# Danish Banks - and you want to move your money?



## WizardDr (27 Jun 2011)

From FT - Aplaville today.

Another Danish bank — Fjordbank Mors — has been taken over by Denmark’s Finansiel Stabilitet as part of of the so-called ‘Bank Package III’ bail-in rules passed last year. The bank wind-up rules mean investors in failed banks’ senior debt, and even depositors, will be exposed to losses.

The first to fail under Denmark’s new resolution rules was, of course, Amagerbanken, early this year.

In that sense the failure of Fjordbank is more of the same. According to independent research firm CreditSights, Finansiel Stabilitet has given Fjordbank’s assets a preliminary valuation of DKK 7.8bn (€1bn) — which would cover about 74 per cent of senior liabilities. In other words, investors in the bank’s senior debt and the 450 or so deposit holders of Denmark’s €100,000 limit are looking at a haircut of about 26 per cent — somewhat lower than Amagerbanken’s 41 per cent.

Don’t be fooled by the repetition, however. There had been some talk of the Danish government backing off burdensharing for senior bank bondholders, or at least making it easier for healthy banks to buy troubled ones, after a spate of ratings downgrades and rising funding costs.
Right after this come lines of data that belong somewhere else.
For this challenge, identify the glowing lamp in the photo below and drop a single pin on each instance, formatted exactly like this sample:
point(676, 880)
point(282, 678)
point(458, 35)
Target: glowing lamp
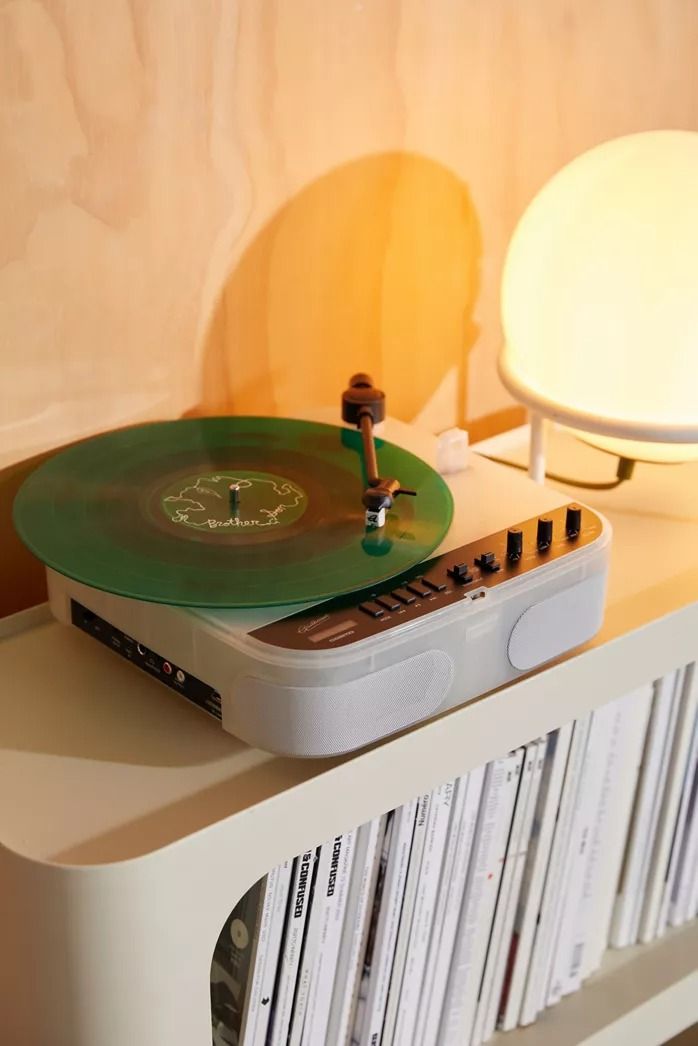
point(600, 300)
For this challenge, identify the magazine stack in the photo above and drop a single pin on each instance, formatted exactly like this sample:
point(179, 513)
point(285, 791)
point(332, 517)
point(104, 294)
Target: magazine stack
point(474, 907)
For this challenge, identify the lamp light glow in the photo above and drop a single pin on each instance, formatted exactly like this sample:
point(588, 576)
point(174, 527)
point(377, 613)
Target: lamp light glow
point(600, 298)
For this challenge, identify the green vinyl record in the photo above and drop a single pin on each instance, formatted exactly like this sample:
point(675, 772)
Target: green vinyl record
point(147, 513)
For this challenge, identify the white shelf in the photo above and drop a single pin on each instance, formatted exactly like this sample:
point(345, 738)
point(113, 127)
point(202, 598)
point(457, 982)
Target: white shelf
point(119, 767)
point(643, 996)
point(103, 768)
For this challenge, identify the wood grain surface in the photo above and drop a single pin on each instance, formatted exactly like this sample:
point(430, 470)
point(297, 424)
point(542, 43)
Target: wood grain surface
point(231, 204)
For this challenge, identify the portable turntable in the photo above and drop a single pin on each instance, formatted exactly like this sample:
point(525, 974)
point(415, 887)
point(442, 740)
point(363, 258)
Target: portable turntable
point(268, 571)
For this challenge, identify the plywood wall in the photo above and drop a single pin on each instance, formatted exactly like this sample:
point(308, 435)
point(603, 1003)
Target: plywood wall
point(231, 204)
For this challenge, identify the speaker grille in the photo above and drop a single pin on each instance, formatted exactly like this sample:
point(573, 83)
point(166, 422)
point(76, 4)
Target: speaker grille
point(331, 720)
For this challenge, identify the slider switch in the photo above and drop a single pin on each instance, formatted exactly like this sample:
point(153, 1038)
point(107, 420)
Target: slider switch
point(488, 563)
point(573, 521)
point(514, 544)
point(460, 573)
point(544, 536)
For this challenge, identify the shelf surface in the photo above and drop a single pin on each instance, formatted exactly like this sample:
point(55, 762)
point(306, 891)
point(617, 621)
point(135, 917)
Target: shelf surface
point(100, 764)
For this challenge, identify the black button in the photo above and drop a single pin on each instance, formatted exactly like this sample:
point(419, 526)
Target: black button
point(418, 589)
point(544, 532)
point(488, 562)
point(403, 596)
point(460, 572)
point(514, 544)
point(435, 586)
point(573, 521)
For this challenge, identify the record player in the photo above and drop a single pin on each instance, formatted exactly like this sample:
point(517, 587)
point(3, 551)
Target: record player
point(268, 571)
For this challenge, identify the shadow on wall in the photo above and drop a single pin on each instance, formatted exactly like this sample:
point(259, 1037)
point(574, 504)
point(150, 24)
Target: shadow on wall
point(373, 267)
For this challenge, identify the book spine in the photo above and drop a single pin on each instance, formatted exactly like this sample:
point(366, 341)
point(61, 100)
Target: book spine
point(411, 994)
point(419, 840)
point(336, 891)
point(682, 824)
point(528, 910)
point(295, 925)
point(278, 910)
point(475, 923)
point(492, 955)
point(627, 737)
point(545, 942)
point(669, 813)
point(486, 954)
point(676, 686)
point(525, 804)
point(577, 911)
point(317, 906)
point(457, 804)
point(355, 931)
point(630, 886)
point(477, 789)
point(388, 922)
point(683, 890)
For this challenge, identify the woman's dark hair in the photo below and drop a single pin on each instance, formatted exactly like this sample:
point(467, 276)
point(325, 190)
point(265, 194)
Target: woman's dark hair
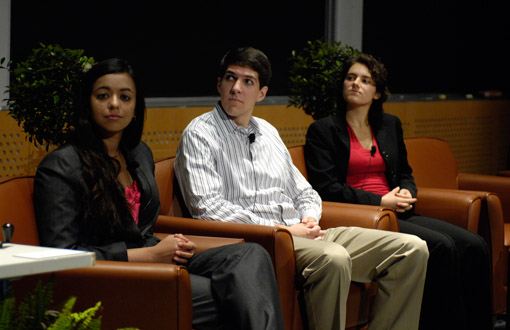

But with the take-over of Fjordbank Mors it looks like Denmark is fully set on senior losses, at least for this small bank.


----------



## andycole (27 Jun 2011)

Can I ask if this means that people with deposits of under 100K will also suffer a 26% haircut e.g. 100k - 26%?

I thought in Denmark all deposits were covered up to the 100k?

Question answered - looks like only people with deposits of over €100,000 will get hit by the 26% haircut?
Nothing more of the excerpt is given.